Last year was exceptionally strong in the US, with $4.8 billion being spent at auctions, an increase of 21 percent from the previous year.

British auction houses also put in a solid performance to secure third place with $2.8 billion in sales, up 35 percent from 2013.

"Demand is constant and aggressive on every continent...notably from museums," says Ehrmann.

"More museums were created between 2000 and 2015 than during the entire 19th and 20th centuries," adds Wang Jie, president of and Artron group.

The phenomenal expansion saw a new museum opening every day somewhere in the world, led by growth in Asia, he says.

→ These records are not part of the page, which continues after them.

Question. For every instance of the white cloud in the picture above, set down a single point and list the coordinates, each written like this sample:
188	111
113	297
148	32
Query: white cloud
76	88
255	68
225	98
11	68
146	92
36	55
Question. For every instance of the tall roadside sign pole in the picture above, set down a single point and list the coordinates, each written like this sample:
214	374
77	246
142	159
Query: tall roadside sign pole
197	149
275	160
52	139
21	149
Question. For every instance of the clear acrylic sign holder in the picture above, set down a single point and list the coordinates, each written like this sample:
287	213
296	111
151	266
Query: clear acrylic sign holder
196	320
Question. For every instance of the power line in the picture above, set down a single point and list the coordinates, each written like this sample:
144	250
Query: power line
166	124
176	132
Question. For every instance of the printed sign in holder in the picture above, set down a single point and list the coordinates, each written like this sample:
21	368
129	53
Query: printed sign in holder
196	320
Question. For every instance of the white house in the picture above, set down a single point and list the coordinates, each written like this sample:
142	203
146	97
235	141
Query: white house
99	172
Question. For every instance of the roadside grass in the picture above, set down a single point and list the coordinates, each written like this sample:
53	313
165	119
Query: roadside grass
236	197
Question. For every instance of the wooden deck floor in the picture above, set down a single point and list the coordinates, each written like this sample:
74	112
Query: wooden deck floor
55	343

"A museum needs a minimum of 3,000 to 4,000 quality works to be credible ... (and) is not meant to get rid of its acquisitions," he adds.

And even though top valued lots represented only a small proportion of the total market, they were key to the US and Britain maintaining top positions.

Eighty-three of the 125 sales worth $10 million or more were conducted in the US. These sales represent only 1 percent of lots but 75 percent of US sales volume.

One of the most spectacular auction results of the year saw Black Fire 1, a 1961 work by American abstract expressionist Barnett Newman, sell for $84 million in New York in May. It had a presale estimate of $39 million.

Artprice also says that the upper threshold for works could soon scale new heights. The $100 million ceiling for a single work was first breached in the 2000s. This month, a work by Gauguin sold privately for $300 million, according to the New York Times.

The $1-billion-mark could soon be reached, according to Artprice.

"Twenty years ago, America and Europe accounted for more than 95 percent" of sales, says Ehrmann, whereas today, buyers are active "on all continents without exception".

Art, he says, "has become an investment category in its own right, reliable, stable over time and much less prone to turbulence that the stock market".